5 mars 1945. Saint-Nazaire, 67e RI. "Au cours du repli d'une patrouille effectuée par la 11e compagnie, sous le commandement du sous-lieutenant Blanjoue, le soldat Lourdet André est tué et les soldats de 2e classe Massaux et Cottez sont mortellement blessés par des rafales d'armes automatiques ennemies. Ces blessés sont évacués sur l'hôpital de La Ferverie".

17 mars 1945. Médoc, Bataillon Atlantique du Lot-et-Garonne. "Dans la soirée du samedi, des éléments ennemis s'infiltrent dans nos lignes avec l'intention évidente de couper une ligne téléphonique. Une patrouille sous les ordres du lieutenant Graille rentre en contact avec ces éléments en même temps qu'une seconde commandée par le sergent Fournet. Si le fusil mitrailleur fut employé avec abus au cours de ce combat, le courage de nos hommes n'en reste pas moins évident. Le lieutenant Graille, blessé au genou, fut transporté à l'infirmerie de Queyras et évacué par la suite sur l'hôpital de Lesparre".

19 avril 1945. Saint-Nazaire, II/32e RI (Indre-et-Loire, Loire-Inférieure...). "Pendant le jour, actions de tireurs isolés sur nos avant-postes.
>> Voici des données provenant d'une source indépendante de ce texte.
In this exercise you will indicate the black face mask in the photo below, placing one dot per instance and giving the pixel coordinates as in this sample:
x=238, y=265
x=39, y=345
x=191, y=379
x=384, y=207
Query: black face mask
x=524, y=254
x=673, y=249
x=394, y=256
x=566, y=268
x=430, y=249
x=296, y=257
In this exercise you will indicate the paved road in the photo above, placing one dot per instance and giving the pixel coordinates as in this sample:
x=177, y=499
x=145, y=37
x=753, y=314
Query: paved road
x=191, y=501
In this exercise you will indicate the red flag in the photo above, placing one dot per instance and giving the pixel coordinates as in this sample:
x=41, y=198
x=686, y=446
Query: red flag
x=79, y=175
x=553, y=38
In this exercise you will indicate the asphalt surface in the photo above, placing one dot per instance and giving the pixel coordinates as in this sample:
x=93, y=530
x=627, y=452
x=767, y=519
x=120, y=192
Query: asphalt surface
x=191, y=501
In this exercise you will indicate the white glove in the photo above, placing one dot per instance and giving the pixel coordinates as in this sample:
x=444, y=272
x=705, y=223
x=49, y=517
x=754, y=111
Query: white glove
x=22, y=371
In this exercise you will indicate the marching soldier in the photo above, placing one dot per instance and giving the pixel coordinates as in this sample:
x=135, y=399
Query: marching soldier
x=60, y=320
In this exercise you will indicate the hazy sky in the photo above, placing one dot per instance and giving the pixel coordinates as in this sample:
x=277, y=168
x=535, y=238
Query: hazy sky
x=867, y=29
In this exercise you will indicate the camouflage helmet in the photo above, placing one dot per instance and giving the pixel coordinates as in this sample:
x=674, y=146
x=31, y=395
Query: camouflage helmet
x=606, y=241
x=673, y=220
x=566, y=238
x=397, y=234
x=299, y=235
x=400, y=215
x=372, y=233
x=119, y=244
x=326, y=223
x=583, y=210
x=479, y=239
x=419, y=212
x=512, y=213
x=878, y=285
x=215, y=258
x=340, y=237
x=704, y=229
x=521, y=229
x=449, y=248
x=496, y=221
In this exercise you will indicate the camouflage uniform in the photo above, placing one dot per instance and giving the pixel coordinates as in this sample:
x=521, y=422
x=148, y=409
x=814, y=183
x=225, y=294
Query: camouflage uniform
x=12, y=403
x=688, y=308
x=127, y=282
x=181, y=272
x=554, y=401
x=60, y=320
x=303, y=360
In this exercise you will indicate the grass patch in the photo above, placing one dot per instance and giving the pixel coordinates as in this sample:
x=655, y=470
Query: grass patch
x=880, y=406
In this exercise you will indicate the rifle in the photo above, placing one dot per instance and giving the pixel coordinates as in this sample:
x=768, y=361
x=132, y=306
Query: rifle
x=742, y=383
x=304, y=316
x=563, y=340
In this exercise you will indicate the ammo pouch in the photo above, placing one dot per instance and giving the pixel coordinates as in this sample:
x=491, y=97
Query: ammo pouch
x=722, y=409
A 15 h 30, le soldat Guimard est blessé à la tête par une balle (7e compagnie). A 13 h, l'adjudant Houdeille de la 6e compagnie est blessé mortellement en procédant à l'essai de grenades allemandes. Le soldat Le Moine qui se trouvait à proximité est blessé par un éclat à la cuisse. 6e compagnie : à 21 h 30, le sergent Lhermie Gaston, les soldats Montiège* Marcel et Grolleau Georges sont blessés par une mine inconnue en posant des barbelés. Le soldat Bonneau Gabriel (7e compagnie) est blessé par trois balles de mitraillettes à son créneau. [...]". *Décédé le 20 avril 1945. 

28 avril 1945. Saint-Nazaire, 67e RI. "Une patrouille de la 7e compagnie effectue sous les ordres du lieutenant Dupuis une reconnaissance des rives du canal. Elle est sérieusement accrochée par des armes automatiques ennemies. Une patrouille est envoyée parle chef de bataillon pour les dégager. Sont blessés le lieutenant Dupuis, le caporal-chef Minet, les soldats Poupart et Choquart. Ils sont transportés à l'hôpital de Gavre. Le lieutenant Dupuis décède dans la nuit des suites de ses blessures".